Włodzimierz Czarzasty: Dzień dobry. Bo ja jeżdżę tramwajami i autobusami.

Zuzanna Dąbrowska: Jak to lewica, komunikacją miejską, bardzo słusznie. Rzeczywiście jest co komentować. Najpierw posłuchajmy tych pierwszych odczuć powyborczych – Marek Kuchciński z PiS-u, Anna Grodzka Ruch Palikota, Wojciech Olejniczak SLD i Małgorzata Kidawa-Błońska z Platformy:

Marek Kuchciński: Jeżeli ta władza będzie rządzić tak jak do tej pory, to znaczy będzie nabijać w butelkę opinię i śmiać się z opinii publicznej, z ludzi, no to te wybory mogą być szybciej, bo ludzie nie wytrzymają.

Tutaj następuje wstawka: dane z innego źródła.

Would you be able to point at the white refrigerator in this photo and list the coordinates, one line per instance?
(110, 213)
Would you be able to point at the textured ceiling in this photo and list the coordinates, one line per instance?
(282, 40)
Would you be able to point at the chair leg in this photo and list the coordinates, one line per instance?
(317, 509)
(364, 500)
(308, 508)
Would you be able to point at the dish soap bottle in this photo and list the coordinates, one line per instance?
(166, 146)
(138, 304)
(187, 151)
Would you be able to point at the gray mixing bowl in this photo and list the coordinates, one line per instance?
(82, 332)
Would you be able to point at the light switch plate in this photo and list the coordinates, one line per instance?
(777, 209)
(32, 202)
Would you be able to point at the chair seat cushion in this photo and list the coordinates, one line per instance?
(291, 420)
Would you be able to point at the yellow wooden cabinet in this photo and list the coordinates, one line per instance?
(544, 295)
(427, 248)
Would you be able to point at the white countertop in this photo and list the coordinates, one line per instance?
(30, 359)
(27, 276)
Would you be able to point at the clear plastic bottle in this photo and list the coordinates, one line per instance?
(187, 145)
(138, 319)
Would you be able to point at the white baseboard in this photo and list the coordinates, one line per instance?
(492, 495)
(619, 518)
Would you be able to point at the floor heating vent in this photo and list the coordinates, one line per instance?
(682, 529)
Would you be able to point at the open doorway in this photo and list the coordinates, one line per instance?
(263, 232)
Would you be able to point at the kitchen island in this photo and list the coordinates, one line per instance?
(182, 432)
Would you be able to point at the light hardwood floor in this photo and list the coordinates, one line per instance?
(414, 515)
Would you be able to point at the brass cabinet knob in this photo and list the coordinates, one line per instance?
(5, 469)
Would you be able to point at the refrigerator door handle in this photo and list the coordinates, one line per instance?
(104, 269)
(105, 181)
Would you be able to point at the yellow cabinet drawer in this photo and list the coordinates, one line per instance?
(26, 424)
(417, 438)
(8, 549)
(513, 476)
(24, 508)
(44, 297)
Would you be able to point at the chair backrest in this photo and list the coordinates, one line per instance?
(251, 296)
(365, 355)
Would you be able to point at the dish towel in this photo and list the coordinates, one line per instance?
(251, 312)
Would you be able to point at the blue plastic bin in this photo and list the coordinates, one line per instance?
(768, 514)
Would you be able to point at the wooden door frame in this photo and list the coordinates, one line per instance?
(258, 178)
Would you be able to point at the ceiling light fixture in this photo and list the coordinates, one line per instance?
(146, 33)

Anna Grodzka: To nie jest żaden fenomen, naprawdę, to chodzi o to, że jak gdyby część ludzi do tej pory nie dostrzegała, że 60% ludzi nie głosuje jednak, i nie dlatego, że się lenią, tylko dlatego, że nie mają swojej reprezentacji politycznej. Ruch Palikota jest próbą stworzenia takiej reprezentacji politycznej, część ludzi znajdzie swoją... no, partię.

Wojciech Olejniczak: Oczekuję na rozmowę z przewodniczącym, tak jak wszyscy członkowie Sojuszu Lewicy Demokratycznej, zarządu, rady krajowej. Trzeba wewnętrznie o tym przedyskutować. To jest zły wynik, to jest wynik poniżej naszych oczekiwań, straciliśmy historyczną szansę, czas zastanowić się, jak dalej funkcjonować.

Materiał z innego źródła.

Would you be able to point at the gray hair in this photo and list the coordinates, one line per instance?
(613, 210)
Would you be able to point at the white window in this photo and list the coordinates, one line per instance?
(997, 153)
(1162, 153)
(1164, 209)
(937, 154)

Małgorzata Kidawa-Błońska: To jest na pewno osoba, która ma najtrudniejszy czas w swoim życiu, i chyba nie ma polityka, który by te ostatnie dni przechodził tak bardzo ciężko, bo właściwie teraz mierzy się jego szansa, czy może być jeszcze w polityce, czy nie, czy da radę odbudować swoją pozycję, czy odbuduje swoją pozycję w klubie, a w ogóle w partii.

Zuzanna Dąbrowska: Jak pan sądzi, nad kim tak się użalała posłanka Platformy Obywatelskiej Małgorzata Kidawa-Błońska?

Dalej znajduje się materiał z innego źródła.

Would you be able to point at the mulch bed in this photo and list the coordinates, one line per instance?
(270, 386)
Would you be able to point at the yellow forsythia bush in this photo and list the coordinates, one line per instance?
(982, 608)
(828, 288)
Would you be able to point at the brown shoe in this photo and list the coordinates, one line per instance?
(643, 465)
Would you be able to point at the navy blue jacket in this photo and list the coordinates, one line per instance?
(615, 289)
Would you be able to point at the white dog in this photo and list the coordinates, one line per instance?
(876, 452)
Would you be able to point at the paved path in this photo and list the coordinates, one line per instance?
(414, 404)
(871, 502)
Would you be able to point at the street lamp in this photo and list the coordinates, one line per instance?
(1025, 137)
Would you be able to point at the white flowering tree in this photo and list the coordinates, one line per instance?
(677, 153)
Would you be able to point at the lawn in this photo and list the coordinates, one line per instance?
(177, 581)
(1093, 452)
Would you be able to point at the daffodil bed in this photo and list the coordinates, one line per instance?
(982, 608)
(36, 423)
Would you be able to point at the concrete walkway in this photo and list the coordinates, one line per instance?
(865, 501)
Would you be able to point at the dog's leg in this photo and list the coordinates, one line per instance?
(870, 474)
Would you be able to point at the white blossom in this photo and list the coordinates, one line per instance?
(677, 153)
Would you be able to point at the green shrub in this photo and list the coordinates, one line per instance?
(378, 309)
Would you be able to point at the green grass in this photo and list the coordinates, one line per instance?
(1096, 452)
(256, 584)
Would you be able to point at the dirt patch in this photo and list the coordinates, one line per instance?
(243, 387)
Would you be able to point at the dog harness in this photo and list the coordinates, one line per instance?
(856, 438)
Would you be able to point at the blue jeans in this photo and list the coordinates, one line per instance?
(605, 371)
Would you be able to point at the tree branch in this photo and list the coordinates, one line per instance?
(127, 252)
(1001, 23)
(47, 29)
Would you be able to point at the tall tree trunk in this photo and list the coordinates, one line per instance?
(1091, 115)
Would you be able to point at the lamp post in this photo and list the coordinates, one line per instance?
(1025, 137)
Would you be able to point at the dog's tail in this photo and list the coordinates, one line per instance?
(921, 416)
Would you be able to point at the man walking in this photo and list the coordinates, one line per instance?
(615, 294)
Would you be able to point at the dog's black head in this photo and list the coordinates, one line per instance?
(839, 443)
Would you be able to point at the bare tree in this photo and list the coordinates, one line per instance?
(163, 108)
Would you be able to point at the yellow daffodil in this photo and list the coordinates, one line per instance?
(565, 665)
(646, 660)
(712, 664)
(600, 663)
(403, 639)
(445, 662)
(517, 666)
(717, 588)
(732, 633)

Włodzimierz Czarzasty: Nad Schetyną.

Zuzanna Dąbrowska: No nie, właśnie nie. Nad Grzegorzem Napieralskim się tak użalała.

Włodzimierz Czarzasty: O! To znaczy, że się pomyliłem. Ale cóż, no, wynik marny, myślę, że zostało zrobionych sporo błędów, chociaż powiem szczerze, że tych leżących się nie powinno kopać, ale oczywiście trzeba zadać takie pytanie: kiedy odpowiadać na takie pytania? To znaczy na trudne pytania, co się stało. Co się stało, jeżeli chodzi o SLD? Milion obywateli nie zagłosowało z tych, którzy co wybory głosowali na SLD. Myślę, że zła kampania, myślę, że do tych ludzi w tej chwili trzeba dotrzeć i ich przeprosić za to, że nie było oferty dla nich, i złożyć im ponowną ofertę. Dlaczego kampania była zła? No bo takie pytania się oczywiście cisną na usta?

Zuzanna Dąbrowska: Też łatwo je zadawać po wyborach.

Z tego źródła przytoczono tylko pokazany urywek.